A year ago, a group of very distinguished researchers looked at the racial and ethnic disparities in food allergy in the pages of the Journal of Allergy and Clinical Immunology (JACI) and concluded: “Limited data exist regarding racial/ethnic disparity in food allergy in the US. Available data lack a common definition for food allergy and use indirect measures of allergy, not food challenge. Several studies suggest that black children are at increased risk of food sIgE (food-specific IgE allergic antibodies) compared to white children, but further clinical context is needed to fully understand the significance of this finding.”
But what about those asthma-related anaphylaxis fatalities? There may in fact be stronger correlation between race and morbidity. A study just published in JACI reports: “We included 23,065 children living in 5,853 census tracts. The prevalence of current asthma was 12.9% in inner-city and 10.6% in non–inner-city areas, but this difference was not significant after adjusting for race/ethnicity, region, age, and sex. In fully adjusted models black race, Puerto Rican ethnicity, and lower household income but not residence in poor or urban areas were independent risk factors for current asthma. Household poverty increased the risk of asthma among non-Hispanics and Puerto Ricans but not among other Hispanics. Associations with asthma morbidity were very similar to those with prevalent asthma.”
This is where I came in.
The scandal to me boils down to the familiar problem of social disparities and the way they play out in health care. Look at that anomaly in the venom-related deaths. Could it be that inner-city children just aren’t around enough bees and wasps to make that a major risk? Regarding medication reactions, couldn’t it be that their doctors aren’t as careful as they should be in utilizing certain medications, or that their allergies are undiagnosed, or that physicians aren’t as capable at recognizing and treating anaphylaxis as we would hope?
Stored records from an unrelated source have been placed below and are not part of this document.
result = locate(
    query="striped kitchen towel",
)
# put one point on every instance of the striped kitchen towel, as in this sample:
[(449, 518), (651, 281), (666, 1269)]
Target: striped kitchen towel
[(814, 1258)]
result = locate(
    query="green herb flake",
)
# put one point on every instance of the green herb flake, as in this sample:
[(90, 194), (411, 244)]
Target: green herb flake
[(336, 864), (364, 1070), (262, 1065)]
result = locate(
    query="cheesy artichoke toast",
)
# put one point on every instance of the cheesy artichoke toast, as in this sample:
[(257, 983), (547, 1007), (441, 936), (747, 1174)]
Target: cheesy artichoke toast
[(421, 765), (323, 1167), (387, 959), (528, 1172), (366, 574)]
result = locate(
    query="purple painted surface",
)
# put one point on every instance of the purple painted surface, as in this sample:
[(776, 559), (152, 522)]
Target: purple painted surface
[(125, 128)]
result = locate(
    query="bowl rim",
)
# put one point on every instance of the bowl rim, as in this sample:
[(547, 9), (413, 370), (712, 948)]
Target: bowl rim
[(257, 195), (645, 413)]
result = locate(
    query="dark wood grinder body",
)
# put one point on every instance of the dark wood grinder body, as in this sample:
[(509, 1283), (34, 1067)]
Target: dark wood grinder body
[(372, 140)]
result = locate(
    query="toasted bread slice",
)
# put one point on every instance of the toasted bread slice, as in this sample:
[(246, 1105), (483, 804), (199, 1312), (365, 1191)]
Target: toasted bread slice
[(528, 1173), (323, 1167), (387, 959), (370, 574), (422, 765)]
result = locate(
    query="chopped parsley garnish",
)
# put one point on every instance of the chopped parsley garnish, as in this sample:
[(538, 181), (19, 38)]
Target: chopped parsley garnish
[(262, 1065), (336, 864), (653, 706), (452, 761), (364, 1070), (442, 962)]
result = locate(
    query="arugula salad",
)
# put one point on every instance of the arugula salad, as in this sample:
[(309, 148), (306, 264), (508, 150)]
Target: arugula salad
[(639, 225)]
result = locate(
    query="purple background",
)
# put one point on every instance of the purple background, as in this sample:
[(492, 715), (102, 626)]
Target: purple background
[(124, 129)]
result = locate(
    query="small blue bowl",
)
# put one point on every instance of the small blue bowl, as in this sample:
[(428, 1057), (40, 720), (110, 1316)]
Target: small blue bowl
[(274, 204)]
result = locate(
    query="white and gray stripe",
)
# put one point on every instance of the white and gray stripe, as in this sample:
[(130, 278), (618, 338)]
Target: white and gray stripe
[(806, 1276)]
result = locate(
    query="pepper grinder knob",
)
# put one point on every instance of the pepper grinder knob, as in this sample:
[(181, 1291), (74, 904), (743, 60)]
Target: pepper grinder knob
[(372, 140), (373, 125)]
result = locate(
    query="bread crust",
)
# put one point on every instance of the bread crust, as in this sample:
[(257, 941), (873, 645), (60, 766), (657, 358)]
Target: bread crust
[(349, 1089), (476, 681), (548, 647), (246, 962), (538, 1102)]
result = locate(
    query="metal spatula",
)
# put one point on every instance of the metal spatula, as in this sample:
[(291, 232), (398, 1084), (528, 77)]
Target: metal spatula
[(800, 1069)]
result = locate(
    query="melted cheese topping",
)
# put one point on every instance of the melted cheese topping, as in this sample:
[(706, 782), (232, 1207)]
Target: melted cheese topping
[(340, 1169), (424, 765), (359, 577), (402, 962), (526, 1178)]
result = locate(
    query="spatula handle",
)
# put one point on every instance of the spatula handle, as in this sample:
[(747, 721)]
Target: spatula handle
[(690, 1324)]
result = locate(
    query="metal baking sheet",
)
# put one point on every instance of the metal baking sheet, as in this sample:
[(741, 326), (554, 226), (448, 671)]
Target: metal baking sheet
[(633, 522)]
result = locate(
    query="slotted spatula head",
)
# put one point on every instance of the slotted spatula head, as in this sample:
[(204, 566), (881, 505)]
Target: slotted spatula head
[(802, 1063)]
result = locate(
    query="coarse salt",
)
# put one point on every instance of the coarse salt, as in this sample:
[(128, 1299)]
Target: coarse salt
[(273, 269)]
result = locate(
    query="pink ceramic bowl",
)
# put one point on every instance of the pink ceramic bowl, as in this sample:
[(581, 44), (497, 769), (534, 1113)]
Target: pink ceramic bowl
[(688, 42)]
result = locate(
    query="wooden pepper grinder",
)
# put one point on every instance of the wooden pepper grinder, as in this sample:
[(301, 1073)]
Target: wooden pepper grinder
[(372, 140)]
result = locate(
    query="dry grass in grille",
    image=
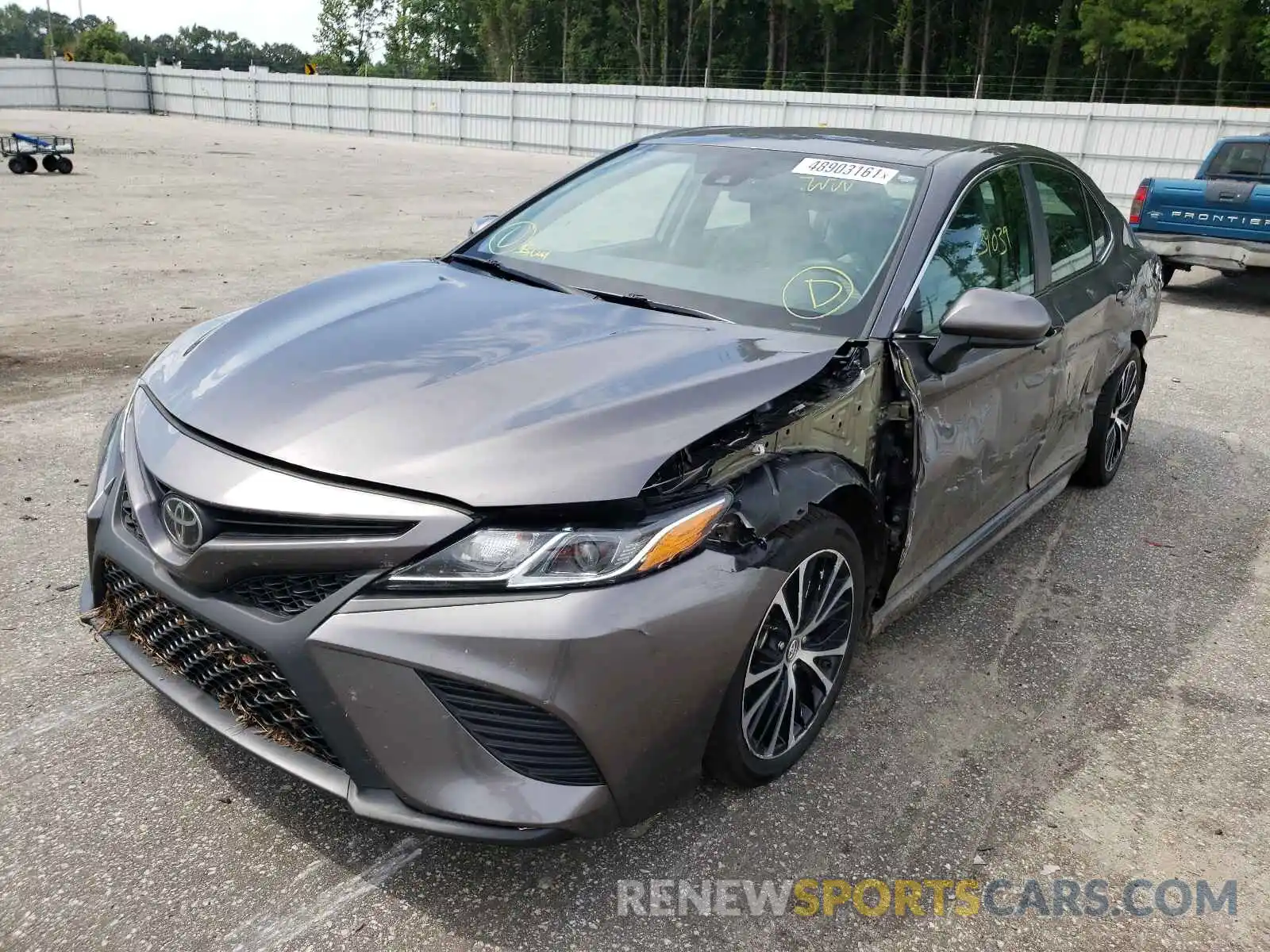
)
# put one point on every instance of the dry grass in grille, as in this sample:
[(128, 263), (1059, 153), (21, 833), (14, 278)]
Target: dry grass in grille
[(117, 615)]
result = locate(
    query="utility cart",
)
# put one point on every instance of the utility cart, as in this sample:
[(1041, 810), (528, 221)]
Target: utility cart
[(21, 150)]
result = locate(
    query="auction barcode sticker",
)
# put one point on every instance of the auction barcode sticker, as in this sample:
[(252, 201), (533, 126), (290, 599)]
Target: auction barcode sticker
[(846, 171)]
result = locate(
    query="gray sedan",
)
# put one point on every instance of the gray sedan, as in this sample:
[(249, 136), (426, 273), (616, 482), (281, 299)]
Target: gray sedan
[(514, 543)]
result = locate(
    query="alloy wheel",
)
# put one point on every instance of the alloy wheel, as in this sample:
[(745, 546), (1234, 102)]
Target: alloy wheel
[(1122, 416), (798, 654)]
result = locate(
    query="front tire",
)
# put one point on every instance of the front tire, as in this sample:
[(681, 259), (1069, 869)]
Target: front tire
[(1113, 422), (797, 662)]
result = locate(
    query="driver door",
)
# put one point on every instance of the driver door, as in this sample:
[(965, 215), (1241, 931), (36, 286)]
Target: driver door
[(983, 422)]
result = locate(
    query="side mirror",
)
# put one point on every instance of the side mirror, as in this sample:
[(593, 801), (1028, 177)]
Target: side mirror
[(988, 317), (482, 224)]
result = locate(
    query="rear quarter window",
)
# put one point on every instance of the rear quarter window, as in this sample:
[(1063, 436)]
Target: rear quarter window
[(1248, 160)]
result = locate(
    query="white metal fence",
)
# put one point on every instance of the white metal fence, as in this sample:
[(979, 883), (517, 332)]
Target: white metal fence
[(1118, 145)]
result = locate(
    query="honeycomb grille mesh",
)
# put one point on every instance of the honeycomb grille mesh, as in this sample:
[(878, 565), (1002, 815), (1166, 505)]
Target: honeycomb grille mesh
[(241, 678), (525, 738), (289, 594)]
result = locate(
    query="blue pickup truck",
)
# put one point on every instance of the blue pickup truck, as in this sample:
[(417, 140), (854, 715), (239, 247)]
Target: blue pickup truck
[(1221, 219)]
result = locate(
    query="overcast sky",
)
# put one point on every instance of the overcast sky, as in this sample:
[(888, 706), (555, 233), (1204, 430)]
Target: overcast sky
[(258, 21)]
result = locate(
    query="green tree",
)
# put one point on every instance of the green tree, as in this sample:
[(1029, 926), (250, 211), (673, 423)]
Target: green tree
[(102, 44)]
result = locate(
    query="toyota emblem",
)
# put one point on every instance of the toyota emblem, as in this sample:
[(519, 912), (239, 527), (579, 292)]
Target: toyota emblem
[(183, 524)]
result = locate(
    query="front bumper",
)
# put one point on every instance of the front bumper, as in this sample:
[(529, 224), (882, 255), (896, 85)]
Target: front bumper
[(1219, 254), (637, 670)]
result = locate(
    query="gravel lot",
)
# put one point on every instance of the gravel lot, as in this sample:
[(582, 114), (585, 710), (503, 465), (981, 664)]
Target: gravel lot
[(1089, 701)]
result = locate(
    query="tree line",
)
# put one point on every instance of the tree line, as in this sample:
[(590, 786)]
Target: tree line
[(1214, 51), (1172, 51), (92, 40)]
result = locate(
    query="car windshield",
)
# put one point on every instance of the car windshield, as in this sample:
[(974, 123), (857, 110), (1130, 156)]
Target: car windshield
[(756, 236)]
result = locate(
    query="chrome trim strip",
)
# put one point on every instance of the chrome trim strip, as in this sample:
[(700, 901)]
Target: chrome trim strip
[(213, 476)]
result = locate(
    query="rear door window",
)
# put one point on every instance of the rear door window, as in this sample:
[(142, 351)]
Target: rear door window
[(1067, 221)]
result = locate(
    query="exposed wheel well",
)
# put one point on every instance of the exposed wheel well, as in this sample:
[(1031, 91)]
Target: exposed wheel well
[(856, 507)]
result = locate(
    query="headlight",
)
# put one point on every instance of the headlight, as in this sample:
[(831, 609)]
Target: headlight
[(533, 559)]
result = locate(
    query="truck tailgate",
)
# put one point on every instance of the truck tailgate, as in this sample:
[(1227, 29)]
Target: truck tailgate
[(1227, 209)]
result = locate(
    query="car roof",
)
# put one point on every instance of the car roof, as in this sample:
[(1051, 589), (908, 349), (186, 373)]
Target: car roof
[(861, 145)]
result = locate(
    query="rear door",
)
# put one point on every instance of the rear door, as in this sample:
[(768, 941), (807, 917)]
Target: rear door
[(1231, 201)]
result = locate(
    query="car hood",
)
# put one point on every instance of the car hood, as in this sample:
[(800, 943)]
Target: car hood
[(435, 378)]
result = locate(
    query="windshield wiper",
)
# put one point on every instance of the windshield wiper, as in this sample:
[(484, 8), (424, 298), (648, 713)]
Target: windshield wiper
[(641, 301), (502, 271)]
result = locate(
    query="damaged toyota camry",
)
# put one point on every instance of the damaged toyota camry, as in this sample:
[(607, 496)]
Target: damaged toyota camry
[(516, 543)]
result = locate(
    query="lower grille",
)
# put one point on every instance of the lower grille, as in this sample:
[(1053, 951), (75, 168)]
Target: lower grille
[(287, 594), (241, 678), (525, 738)]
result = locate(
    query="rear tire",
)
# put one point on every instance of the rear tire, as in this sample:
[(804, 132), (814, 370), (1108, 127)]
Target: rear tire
[(797, 660), (1113, 422)]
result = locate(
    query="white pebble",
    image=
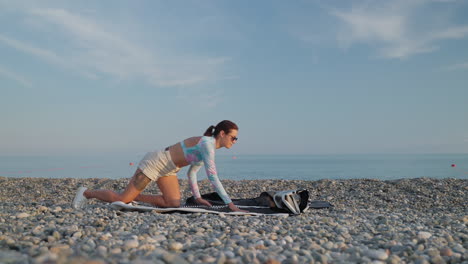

As an asthma specialist, I know well the role individual behavior plays in keeping a chronic problem from erupting into an ambulance-worthy event or worse. If people don’t take their inhaled corticosteroids as directed, can we count on them to carry their Auvi-Q and what’s more, to use it correctly? More recent research shows us they don’t do either. A new Canadian study shows that half of patients, children and adults, were not treated with epinephrine inside or outside hospitals. I have seen similar data for the United States.
In their article Bob and his co-authors focus only on the most serious symptom of anaphylaxis, but fatalities are not the best measure of the public health challenges posed by allergies or asthma. If black people are dying in slightly greater numbers than others, you can bet it’s because their asthma and other health problems are not being addressed as well as they should be either.
*Bellevue is where Dr. Ehrlich learned to be a doctor
A topic that needs more discussion and more studies! Disparities is asthma is apparent, yet remains a challenge. My son has taken up interest in this area regarding food allergies. We just discussed self diagnosis and how we are assuming that children with food allergies are simply not receiving full nutrition of food subsidies, if they are not allergen safe. Specically, we were discussing our local food bank and how statistically speaking, there should be many children unable to eat the rations provided.